Jonny Behan stürzte in den Straßenstaub, raffte sich auf und wich im Krebsgang zurück.
»Verschwinde!« herrschte Ike Clanton ihn an.
Der Hilfssheriff trollte sich davon.
Zwischen den Banditen herrschte eisiges Schweigen.
Doc Holliday! Also war er doch noch gekommen. Der Spieler mit den beiden mörderischen Revolverhänden – im allerletzten Augenblick war er gekommen. Und damit war die große Gefahr, die der Marshal von Dodge City allein schon für die Tramps bedeutete, zumindest verdoppelt worden.
Die beiden Wölfe würden also zusammen kämpfen. Was das bedeutete, wußten die Verbrecher nur zu genau. Hatten sie Wyatt Earp und Doc Holliday doch schließlich oft genug zusammen erlebt.
Es war Frank McLowery, der das Schweigen brach.
»Was willst du tun, Ike? Wyatt Earp und Doc Holliday sind beide dabei. Das Bild hat sich gestern früh um hundertachtzig Grad gewendet. Da waren es nur Virg und Morg. Die Verstärkung, die die beiden bekommen haben, gefällt mir nicht.«
»Lieber schlag ich mich mit einer Horde Indianer herum«, knurrte Tom.
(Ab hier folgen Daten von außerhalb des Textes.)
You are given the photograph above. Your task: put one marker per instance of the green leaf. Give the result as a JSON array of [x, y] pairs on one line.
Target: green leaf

Ike nagte an seiner Unterlippe, stieß plötzlich einen lästerlichen Fluch aus und versetzte einer vor ihm liegenden Radnabe einen Fußtritt, daß sie an der Wand von Flys Galery entlangschepperte.
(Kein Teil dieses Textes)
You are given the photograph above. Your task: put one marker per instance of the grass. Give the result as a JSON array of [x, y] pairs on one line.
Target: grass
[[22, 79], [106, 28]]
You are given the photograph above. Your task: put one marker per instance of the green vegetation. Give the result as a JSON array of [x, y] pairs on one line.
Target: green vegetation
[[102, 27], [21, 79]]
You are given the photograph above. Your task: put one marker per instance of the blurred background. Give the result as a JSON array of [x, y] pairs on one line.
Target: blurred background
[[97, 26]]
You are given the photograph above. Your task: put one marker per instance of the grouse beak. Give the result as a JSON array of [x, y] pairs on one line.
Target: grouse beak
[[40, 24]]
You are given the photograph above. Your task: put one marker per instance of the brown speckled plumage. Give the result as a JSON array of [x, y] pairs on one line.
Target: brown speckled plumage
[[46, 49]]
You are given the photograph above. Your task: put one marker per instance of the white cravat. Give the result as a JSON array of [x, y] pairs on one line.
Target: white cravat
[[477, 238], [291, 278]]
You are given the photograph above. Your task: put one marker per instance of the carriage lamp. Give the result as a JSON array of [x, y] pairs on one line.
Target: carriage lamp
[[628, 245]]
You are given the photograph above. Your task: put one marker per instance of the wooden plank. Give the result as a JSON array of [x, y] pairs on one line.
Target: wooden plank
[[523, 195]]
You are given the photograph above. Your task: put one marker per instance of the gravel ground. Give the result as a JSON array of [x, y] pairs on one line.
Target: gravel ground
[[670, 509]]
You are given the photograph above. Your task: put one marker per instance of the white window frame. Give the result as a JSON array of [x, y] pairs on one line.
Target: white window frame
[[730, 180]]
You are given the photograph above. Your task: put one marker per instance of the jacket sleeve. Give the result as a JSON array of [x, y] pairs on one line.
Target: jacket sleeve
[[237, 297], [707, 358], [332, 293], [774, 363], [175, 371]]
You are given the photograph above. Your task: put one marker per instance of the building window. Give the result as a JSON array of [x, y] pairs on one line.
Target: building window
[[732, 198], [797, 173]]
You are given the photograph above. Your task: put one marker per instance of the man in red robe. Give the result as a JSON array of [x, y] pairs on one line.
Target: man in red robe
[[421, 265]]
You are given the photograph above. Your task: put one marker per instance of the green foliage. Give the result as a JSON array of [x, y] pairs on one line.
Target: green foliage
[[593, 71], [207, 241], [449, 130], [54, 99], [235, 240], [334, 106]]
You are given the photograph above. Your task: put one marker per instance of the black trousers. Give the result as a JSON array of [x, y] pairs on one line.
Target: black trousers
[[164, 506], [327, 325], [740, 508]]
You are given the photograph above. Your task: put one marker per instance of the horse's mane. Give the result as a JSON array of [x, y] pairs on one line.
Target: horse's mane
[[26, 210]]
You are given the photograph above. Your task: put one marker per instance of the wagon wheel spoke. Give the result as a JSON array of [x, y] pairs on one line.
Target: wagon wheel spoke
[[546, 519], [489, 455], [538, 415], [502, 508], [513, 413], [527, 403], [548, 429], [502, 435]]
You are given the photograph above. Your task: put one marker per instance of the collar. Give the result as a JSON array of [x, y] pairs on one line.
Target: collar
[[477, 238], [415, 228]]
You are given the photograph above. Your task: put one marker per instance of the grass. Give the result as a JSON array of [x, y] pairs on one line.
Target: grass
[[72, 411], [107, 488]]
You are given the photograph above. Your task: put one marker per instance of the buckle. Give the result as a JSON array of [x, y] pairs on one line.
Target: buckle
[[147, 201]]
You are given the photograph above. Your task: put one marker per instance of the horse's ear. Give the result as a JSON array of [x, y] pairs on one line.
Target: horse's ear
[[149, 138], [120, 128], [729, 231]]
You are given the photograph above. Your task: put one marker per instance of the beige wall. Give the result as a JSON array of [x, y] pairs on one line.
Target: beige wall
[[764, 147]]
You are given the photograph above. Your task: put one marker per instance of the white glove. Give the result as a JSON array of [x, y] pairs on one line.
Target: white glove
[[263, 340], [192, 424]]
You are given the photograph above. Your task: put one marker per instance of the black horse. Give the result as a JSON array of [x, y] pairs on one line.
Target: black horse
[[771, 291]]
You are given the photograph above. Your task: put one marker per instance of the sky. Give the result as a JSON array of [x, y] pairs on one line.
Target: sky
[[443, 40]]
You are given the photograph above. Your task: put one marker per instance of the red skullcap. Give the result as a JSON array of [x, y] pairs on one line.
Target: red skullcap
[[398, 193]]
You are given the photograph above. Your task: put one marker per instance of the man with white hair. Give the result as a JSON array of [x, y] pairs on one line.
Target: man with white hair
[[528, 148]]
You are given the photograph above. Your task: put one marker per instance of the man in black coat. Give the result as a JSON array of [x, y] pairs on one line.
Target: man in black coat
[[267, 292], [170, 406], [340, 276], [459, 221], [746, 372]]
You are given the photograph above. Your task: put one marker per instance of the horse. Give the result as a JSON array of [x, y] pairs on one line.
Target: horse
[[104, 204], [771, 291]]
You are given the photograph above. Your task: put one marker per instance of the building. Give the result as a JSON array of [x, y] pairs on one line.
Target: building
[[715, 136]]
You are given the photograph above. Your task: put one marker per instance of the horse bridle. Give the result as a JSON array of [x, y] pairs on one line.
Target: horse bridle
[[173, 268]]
Dann warf er den Kopf herum und packte Frank McLowery am Arm. »Du suchst Curly Bill! Und du, Tom, schaffst Frank Stilwell herbei. Oder nein, Pete Spence ist besser. Und die anderen! Trommelt sie zusammen und bringt sie her!« Dann wandte er sich an seinen Bruder. »Du wirst jetzt noch einmal zu ihnen gehen, Bill. Sag Wyatt, daß er warten muß. Sag, daß wir beide allein wären und auf Frank und Tom warteten.«
»Aber das wird er doch nicht glauben«, wagte Bill zu widersprechen.
»Tu, was ich sage!« schrie Ike den Bruder an.
Der Bursche schob sich den Hut aus der Stirn und trottete davon.
Der Bandenführer hatte einen besorgten Blick zur aufgehenden Sonne geworfen und schrie Bill mit sich überschlagender Stimme nach.
»Du sollst laufen, verdammter Kerl!«
*
Die Furcht vor dem Gespann Wyatt Earp – Doc Holliday hatte die Banditen gelähmt und saß ihnen wie eine Eisenklammer hinten im Nacken.
Stunde um Stunde verrann.
Wie ein gefangener Tiger schritt Ike Clanton im Corral auf und ab. Endlich, um halb zehn, ließ er sich sein Pferd bringen, gab den anderen einen Wink und sprengte davon.